Em verdade, quase tudo o que resta de fundamental na vida é pedir Perdão, em especial a um homem que jamais saberá - porque jamais conseguiu crer - a dimensão da sua real presença dentro de mim. Talvez este tenha que ser o meu derradeiro testemunho desta presença, porque parece ser este o maior desejo desse homem, no que refere a mim.

Esta é, de algum modo, uma despedida da melhor que fui, também, despedida aparentemente irreversível daquela de mim que sabia e podia voar longe e fundo, daquela de mim que tentei salvar, pela memória, por múltiplos outros caminhos. Urge que eu declare: Nunca quis me salvar sozinha, apenas para mim mesma. Nunca. Jamais.

Parto em névoa, exatamente como há séculos entrei. Urge partir, como tantas outras vezes - esta vez semelha ser sem volta - como ré, com o rosto de uma culpa cujo rosto não posso ver, como personagens de Kafka que sou, que sempre fui, que nunca deixei de ser. Afinal, o tribunal invisível jamais me absolveu, nem absolverá.

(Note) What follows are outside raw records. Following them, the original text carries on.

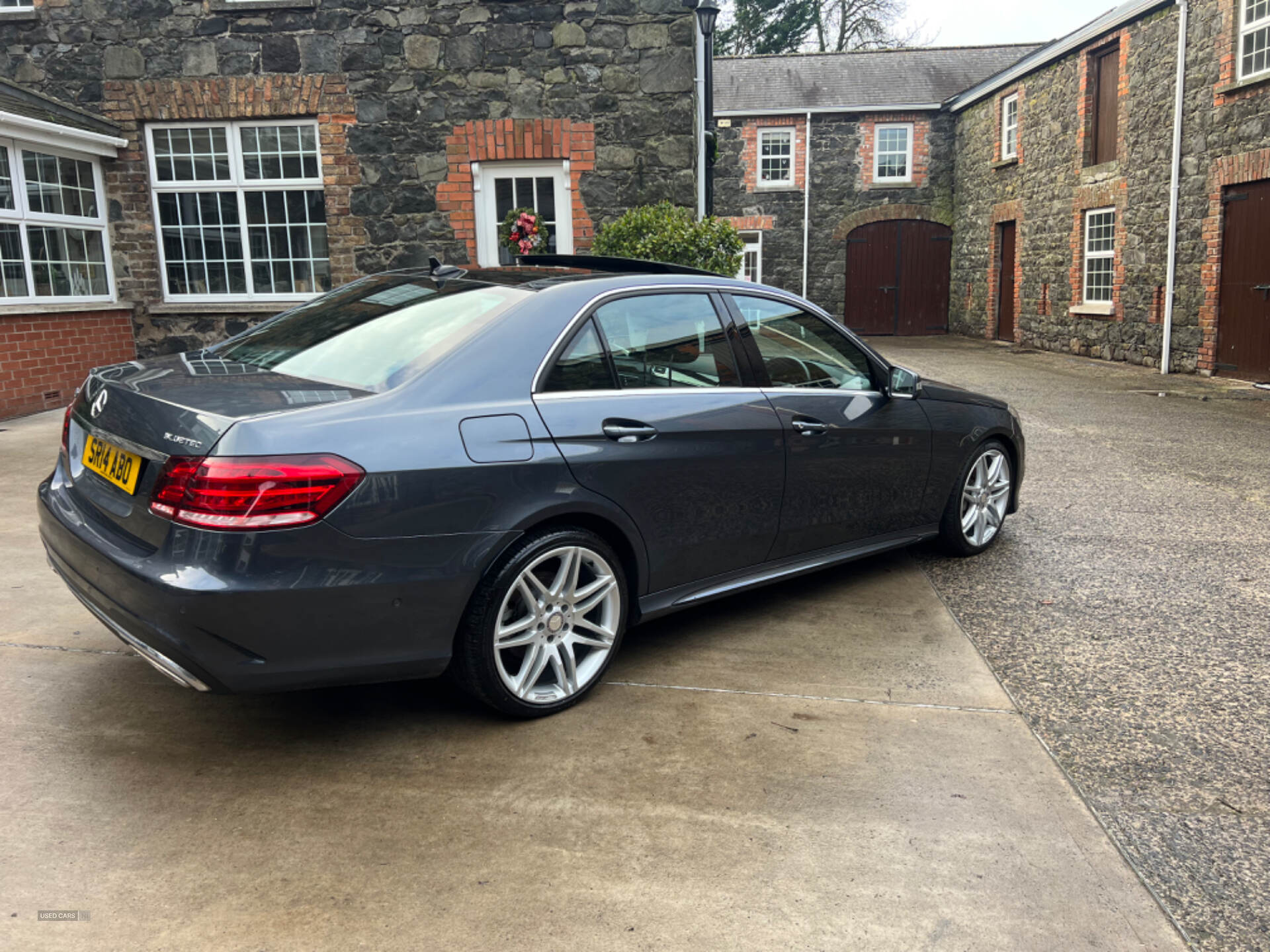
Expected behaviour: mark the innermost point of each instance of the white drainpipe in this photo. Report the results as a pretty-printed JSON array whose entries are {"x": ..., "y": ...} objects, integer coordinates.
[
  {"x": 807, "y": 193},
  {"x": 701, "y": 117},
  {"x": 1170, "y": 281}
]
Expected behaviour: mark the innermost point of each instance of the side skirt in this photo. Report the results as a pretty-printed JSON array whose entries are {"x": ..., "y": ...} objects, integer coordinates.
[{"x": 695, "y": 593}]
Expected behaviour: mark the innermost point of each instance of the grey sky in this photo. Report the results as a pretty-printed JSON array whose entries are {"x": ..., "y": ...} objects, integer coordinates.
[{"x": 976, "y": 22}]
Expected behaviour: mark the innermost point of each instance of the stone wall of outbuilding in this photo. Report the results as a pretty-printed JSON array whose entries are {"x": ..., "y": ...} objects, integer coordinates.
[
  {"x": 409, "y": 73},
  {"x": 1223, "y": 127}
]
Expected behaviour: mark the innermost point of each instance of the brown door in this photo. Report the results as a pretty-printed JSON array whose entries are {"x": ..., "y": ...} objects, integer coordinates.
[
  {"x": 1006, "y": 285},
  {"x": 898, "y": 278},
  {"x": 1244, "y": 320}
]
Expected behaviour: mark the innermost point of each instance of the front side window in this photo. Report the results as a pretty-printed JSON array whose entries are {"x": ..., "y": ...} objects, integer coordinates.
[
  {"x": 775, "y": 158},
  {"x": 52, "y": 226},
  {"x": 1099, "y": 255},
  {"x": 802, "y": 350},
  {"x": 1254, "y": 38},
  {"x": 667, "y": 340},
  {"x": 241, "y": 211},
  {"x": 893, "y": 153},
  {"x": 1010, "y": 127}
]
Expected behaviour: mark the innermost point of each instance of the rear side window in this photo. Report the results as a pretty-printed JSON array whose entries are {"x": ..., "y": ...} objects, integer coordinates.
[
  {"x": 667, "y": 340},
  {"x": 582, "y": 366},
  {"x": 375, "y": 333},
  {"x": 802, "y": 350}
]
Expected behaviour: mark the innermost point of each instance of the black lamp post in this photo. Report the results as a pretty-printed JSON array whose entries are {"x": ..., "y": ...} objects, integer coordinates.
[{"x": 706, "y": 16}]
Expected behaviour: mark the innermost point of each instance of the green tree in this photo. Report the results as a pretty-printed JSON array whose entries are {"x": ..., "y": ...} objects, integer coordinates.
[
  {"x": 666, "y": 233},
  {"x": 756, "y": 27}
]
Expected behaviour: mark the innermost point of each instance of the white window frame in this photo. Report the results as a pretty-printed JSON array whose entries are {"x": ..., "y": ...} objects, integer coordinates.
[
  {"x": 908, "y": 151},
  {"x": 1009, "y": 128},
  {"x": 763, "y": 132},
  {"x": 753, "y": 243},
  {"x": 483, "y": 204},
  {"x": 23, "y": 216},
  {"x": 1087, "y": 255},
  {"x": 1248, "y": 28},
  {"x": 240, "y": 186}
]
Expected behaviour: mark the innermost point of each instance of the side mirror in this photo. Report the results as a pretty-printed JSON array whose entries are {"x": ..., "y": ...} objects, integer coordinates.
[{"x": 905, "y": 383}]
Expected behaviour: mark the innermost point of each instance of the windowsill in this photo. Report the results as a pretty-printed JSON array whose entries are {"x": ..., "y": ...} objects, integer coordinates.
[
  {"x": 1093, "y": 310},
  {"x": 249, "y": 5},
  {"x": 228, "y": 307},
  {"x": 1238, "y": 85},
  {"x": 62, "y": 307}
]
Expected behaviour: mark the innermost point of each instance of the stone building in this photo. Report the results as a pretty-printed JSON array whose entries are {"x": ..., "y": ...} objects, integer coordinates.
[
  {"x": 1053, "y": 173},
  {"x": 241, "y": 155}
]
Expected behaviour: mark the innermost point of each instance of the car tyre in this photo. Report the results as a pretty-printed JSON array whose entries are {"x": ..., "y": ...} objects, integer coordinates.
[
  {"x": 976, "y": 510},
  {"x": 541, "y": 629}
]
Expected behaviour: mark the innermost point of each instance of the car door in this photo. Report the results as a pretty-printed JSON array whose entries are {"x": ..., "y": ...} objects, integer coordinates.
[
  {"x": 857, "y": 460},
  {"x": 646, "y": 404}
]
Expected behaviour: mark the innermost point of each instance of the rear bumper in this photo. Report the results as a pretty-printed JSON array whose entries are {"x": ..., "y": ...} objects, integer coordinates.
[{"x": 271, "y": 611}]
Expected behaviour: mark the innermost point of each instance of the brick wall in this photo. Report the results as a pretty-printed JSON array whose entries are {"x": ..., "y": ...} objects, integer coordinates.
[{"x": 45, "y": 357}]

Sei que a névoa se estende sobre todas as palavras que se estendem na escrita deste momento. Eu o sei. Infelizmente, não há como ser diferente. Não há. Devo também um pedido de perdão a quem, por intenção ou inadvertidamente, venha a ler tais linhas do meu mais-que-absoluto desalento já experimentado. A estes leitores amigos também peço perdão.

Há uma espada que me sangra, por uma desistência, que não é esta de mim. Eu não desisti de mim, que tenho mãe, e ainda me sonho reconstituir, também para mim, um rosto ainda possível. Dessa espada que me sangra, dessa Dor que me acompanha, não há ninguém a quem eu possa ou deva responsabilizar, além de mim mesma.

Os sinos dobram... os sinos dobram... Eu os ouço a dobrar dentro... de mim... Neste momento é só o que consigo ouvir. Perdoe-me. Perdoem-me. Perdoa-me, mãe. Os tempos nascem. Os tempos morrem. Seja como for, os tempos cujo rosto não me é dado antever, haverão ainda, certamente, de nascer. O tempo é a única realidade irreversível. A única realidade irreversível, neste mundo.

Neste triste início da tarde de 20 de janeiro de 2012.